Adaptive Gradient Method with Resilience and Momentum
Jie Liu, Chen Lin, Chuming Li, Lu Sheng, Ming Sun, Junjie Yan, Wanli, Ouyang

TL;DR
This paper introduces AdaRem, an adaptive gradient method that improves training speed and generalization in deep neural networks by reducing oscillations through a novel parameter-wise learning rate adjustment based on gradient direction consistency.
Contribution
AdaRem is a new adaptive gradient method that encourages long-term consistent updates, leading to faster convergence and better generalization compared to existing methods.
Findings
AdaRem outperforms previous adaptive methods in training speed.
AdaRem achieves lower test error on ImageNet.

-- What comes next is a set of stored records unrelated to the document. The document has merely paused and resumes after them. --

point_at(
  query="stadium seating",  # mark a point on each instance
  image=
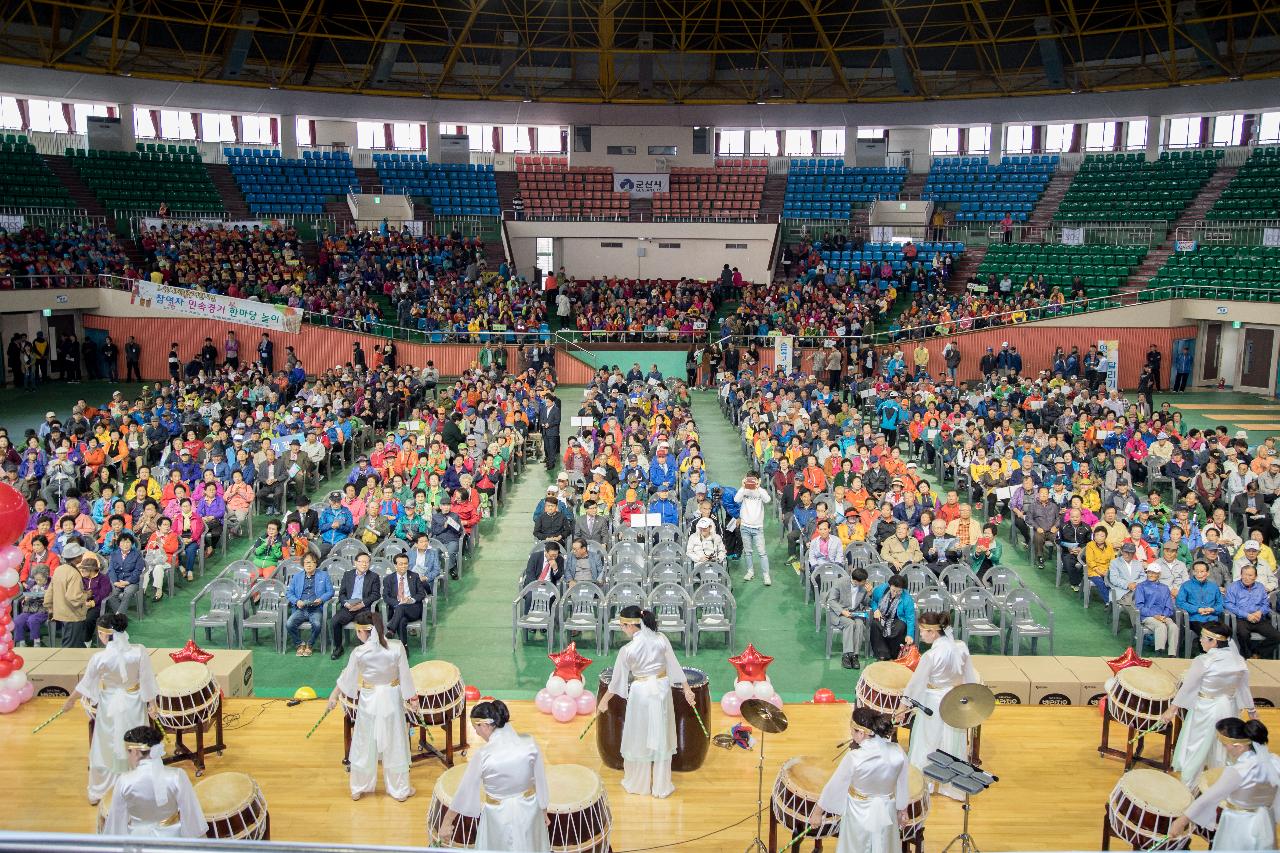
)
(982, 191)
(830, 190)
(728, 191)
(1210, 272)
(452, 188)
(1128, 187)
(1102, 269)
(1252, 192)
(274, 185)
(552, 188)
(151, 176)
(27, 179)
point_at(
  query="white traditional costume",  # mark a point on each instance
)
(1216, 685)
(1248, 793)
(120, 682)
(154, 801)
(644, 673)
(504, 785)
(380, 680)
(868, 789)
(946, 665)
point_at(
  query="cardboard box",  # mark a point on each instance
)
(1004, 678)
(232, 669)
(1051, 683)
(1092, 674)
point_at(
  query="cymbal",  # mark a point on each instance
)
(764, 716)
(967, 706)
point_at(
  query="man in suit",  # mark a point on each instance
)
(849, 605)
(548, 420)
(357, 592)
(402, 593)
(592, 525)
(270, 479)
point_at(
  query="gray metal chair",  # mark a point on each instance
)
(1019, 620)
(673, 607)
(268, 607)
(714, 612)
(534, 610)
(222, 611)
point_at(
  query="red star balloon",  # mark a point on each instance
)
(752, 665)
(1129, 658)
(570, 664)
(191, 652)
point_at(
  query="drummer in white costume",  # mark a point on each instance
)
(150, 799)
(120, 682)
(649, 729)
(504, 785)
(1216, 685)
(376, 674)
(1248, 792)
(871, 789)
(946, 665)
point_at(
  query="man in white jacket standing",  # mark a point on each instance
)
(752, 500)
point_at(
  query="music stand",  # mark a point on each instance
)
(949, 770)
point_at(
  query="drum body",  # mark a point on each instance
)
(691, 743)
(442, 797)
(187, 697)
(579, 810)
(1143, 806)
(1138, 696)
(233, 806)
(439, 693)
(881, 687)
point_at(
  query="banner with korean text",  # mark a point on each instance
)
(193, 304)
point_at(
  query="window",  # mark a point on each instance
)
(1228, 129)
(1018, 138)
(731, 142)
(1100, 136)
(1057, 137)
(1183, 132)
(1269, 127)
(1136, 135)
(82, 113)
(831, 142)
(978, 140)
(945, 140)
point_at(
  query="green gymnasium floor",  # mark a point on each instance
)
(475, 620)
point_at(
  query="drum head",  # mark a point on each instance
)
(571, 788)
(183, 679)
(223, 794)
(1156, 792)
(434, 676)
(1148, 683)
(887, 675)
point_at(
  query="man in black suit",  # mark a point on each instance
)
(357, 593)
(548, 420)
(402, 593)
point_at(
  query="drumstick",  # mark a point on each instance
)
(319, 721)
(60, 712)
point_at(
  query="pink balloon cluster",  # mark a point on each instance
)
(14, 685)
(565, 699)
(731, 702)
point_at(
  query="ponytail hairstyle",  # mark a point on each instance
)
(878, 724)
(494, 712)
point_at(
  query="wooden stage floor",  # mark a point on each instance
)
(1050, 797)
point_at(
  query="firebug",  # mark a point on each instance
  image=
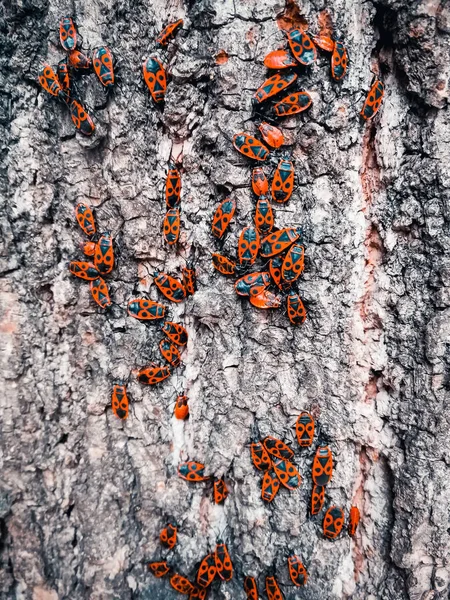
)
(171, 226)
(333, 522)
(322, 469)
(283, 181)
(223, 562)
(104, 254)
(260, 185)
(373, 100)
(170, 352)
(181, 410)
(220, 491)
(102, 60)
(168, 535)
(155, 78)
(119, 401)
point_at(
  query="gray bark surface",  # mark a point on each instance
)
(83, 496)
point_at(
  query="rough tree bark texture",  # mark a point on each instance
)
(83, 495)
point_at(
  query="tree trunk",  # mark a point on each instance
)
(85, 495)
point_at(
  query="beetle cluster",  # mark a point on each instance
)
(216, 565)
(100, 251)
(273, 456)
(60, 83)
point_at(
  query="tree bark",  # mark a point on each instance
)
(83, 495)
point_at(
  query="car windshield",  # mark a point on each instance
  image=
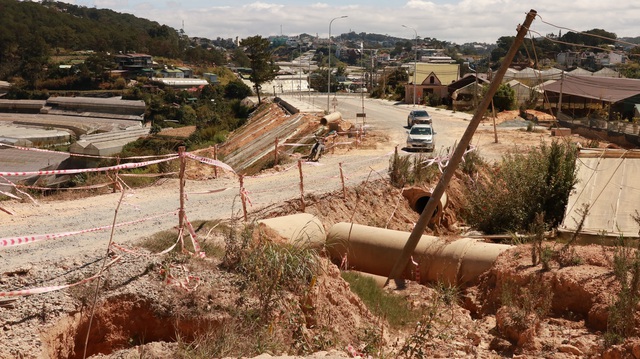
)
(420, 130)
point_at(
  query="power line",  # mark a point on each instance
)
(586, 33)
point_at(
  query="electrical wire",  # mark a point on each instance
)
(586, 33)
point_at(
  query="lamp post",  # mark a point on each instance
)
(415, 63)
(329, 64)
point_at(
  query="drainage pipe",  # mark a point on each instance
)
(333, 117)
(301, 229)
(374, 250)
(418, 199)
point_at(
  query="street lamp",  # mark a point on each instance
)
(329, 72)
(415, 63)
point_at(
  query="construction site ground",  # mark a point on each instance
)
(559, 312)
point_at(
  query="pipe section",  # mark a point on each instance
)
(333, 117)
(375, 250)
(418, 199)
(301, 229)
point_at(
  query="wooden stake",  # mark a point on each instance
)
(275, 153)
(302, 205)
(183, 162)
(495, 130)
(243, 198)
(215, 157)
(344, 190)
(115, 175)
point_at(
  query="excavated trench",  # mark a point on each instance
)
(119, 323)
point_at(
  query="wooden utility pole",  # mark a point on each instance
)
(183, 163)
(559, 110)
(456, 158)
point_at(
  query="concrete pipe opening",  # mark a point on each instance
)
(418, 199)
(334, 117)
(375, 251)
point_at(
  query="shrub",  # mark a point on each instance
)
(392, 307)
(508, 198)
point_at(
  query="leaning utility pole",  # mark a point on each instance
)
(427, 213)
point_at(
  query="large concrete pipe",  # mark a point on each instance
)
(375, 250)
(330, 118)
(302, 229)
(418, 199)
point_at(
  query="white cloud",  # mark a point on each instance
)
(456, 21)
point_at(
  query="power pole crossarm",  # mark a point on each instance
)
(456, 158)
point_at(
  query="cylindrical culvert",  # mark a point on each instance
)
(330, 118)
(375, 250)
(418, 199)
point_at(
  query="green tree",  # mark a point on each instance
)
(236, 90)
(505, 98)
(263, 69)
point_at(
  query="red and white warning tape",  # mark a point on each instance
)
(83, 155)
(210, 161)
(98, 169)
(16, 241)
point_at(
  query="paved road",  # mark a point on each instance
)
(264, 191)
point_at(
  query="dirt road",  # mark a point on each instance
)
(145, 211)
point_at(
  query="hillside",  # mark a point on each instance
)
(31, 31)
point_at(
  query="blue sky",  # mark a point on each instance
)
(456, 21)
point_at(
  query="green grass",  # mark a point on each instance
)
(394, 308)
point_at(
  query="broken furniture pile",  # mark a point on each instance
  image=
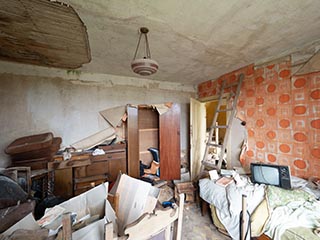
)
(32, 154)
(136, 214)
(33, 151)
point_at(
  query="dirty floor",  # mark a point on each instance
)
(198, 227)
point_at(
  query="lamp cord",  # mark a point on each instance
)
(147, 50)
(135, 54)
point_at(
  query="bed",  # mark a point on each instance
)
(275, 213)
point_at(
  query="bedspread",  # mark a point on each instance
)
(290, 209)
(228, 201)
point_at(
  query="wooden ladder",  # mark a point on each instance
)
(214, 127)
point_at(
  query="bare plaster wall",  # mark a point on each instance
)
(70, 109)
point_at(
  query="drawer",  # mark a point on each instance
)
(84, 184)
(109, 156)
(95, 168)
(113, 147)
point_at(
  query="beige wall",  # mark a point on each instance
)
(35, 100)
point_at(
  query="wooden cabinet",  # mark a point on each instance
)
(102, 168)
(83, 172)
(145, 129)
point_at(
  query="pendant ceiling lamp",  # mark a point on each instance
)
(144, 66)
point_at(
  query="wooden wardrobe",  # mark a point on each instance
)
(147, 128)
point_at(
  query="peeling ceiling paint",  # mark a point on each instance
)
(194, 41)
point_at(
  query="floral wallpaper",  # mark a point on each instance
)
(282, 114)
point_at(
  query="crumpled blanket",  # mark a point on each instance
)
(228, 201)
(289, 209)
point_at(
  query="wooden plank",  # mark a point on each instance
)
(44, 33)
(180, 217)
(133, 142)
(133, 195)
(63, 183)
(148, 118)
(66, 227)
(68, 164)
(150, 224)
(170, 143)
(148, 138)
(116, 166)
(13, 214)
(109, 156)
(197, 136)
(96, 168)
(108, 231)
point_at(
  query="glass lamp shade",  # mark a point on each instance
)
(144, 66)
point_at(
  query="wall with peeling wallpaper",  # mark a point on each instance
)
(282, 114)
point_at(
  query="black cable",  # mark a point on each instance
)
(248, 225)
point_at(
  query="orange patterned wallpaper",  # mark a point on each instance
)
(282, 115)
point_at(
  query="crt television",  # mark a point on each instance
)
(276, 175)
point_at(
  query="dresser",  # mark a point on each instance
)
(85, 171)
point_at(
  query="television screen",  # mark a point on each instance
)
(276, 175)
(265, 174)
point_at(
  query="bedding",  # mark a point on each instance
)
(276, 212)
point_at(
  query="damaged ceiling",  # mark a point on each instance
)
(194, 41)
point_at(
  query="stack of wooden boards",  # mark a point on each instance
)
(33, 151)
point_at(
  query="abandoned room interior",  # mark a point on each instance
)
(159, 119)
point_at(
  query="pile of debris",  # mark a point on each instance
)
(131, 210)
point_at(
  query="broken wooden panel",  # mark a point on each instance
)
(170, 143)
(42, 32)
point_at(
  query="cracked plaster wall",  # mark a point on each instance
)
(70, 108)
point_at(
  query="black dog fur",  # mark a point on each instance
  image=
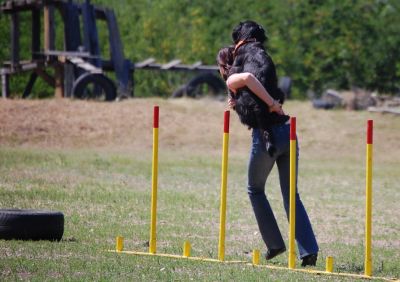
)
(251, 57)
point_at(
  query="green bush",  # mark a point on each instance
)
(319, 44)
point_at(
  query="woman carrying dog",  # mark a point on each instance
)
(261, 162)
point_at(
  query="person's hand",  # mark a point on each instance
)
(231, 103)
(276, 108)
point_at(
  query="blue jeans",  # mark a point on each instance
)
(260, 166)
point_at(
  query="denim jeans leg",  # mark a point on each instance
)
(260, 165)
(306, 242)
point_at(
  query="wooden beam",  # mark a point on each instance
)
(171, 64)
(145, 63)
(29, 86)
(46, 77)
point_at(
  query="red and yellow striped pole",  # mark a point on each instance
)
(368, 201)
(224, 172)
(292, 199)
(154, 181)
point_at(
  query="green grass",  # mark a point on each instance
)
(104, 194)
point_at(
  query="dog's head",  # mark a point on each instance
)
(248, 30)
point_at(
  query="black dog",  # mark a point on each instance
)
(250, 56)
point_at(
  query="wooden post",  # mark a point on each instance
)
(59, 80)
(35, 33)
(5, 86)
(14, 39)
(49, 28)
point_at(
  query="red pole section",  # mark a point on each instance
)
(293, 128)
(155, 117)
(226, 121)
(370, 126)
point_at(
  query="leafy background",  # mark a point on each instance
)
(319, 44)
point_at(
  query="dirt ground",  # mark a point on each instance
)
(64, 123)
(185, 124)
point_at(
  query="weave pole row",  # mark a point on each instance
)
(154, 188)
(368, 201)
(292, 211)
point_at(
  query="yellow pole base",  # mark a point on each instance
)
(119, 247)
(329, 264)
(186, 249)
(256, 257)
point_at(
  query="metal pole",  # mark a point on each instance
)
(292, 200)
(154, 182)
(221, 244)
(368, 201)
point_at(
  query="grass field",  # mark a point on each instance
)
(92, 161)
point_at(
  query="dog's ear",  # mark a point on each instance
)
(259, 34)
(236, 33)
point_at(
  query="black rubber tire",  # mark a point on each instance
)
(216, 84)
(98, 79)
(31, 225)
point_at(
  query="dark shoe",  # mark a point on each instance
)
(271, 253)
(309, 260)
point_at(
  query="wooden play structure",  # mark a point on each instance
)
(78, 69)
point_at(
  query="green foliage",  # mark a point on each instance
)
(319, 44)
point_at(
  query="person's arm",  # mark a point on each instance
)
(245, 79)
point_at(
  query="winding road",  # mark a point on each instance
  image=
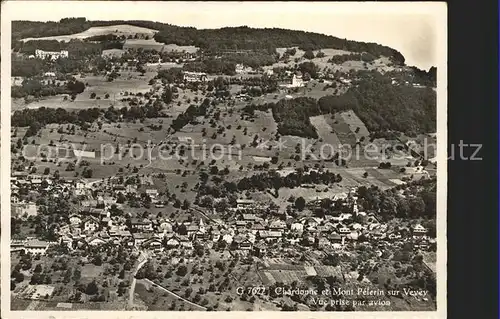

Theoretical convergence of AdaRem is established.
Abstract
Several variants of stochastic gradient descent (SGD) have been proposed to improve the learning effectiveness and efficiency when training deep neural networks, among which some recent influential attempts would like to adaptively control the parameter-wise learning rate (e.g., Adam and RMSProp). Although they show a large improvement in convergence speed, most adaptive learning rate methods suffer from compromised generalization compared with SGD. In this paper, we proposed an Adaptive Gradient Method with Resilience and Momentum (AdaRem), motivated by the observation that the oscillations of network parameters slow the training, and give a theoretical proof of convergence. For each parameter, AdaRem adjusts the parameter-wise learning rate according to whether the direction of one parameter changes in the past is aligned with the direction of the current gradient, and thus encourages…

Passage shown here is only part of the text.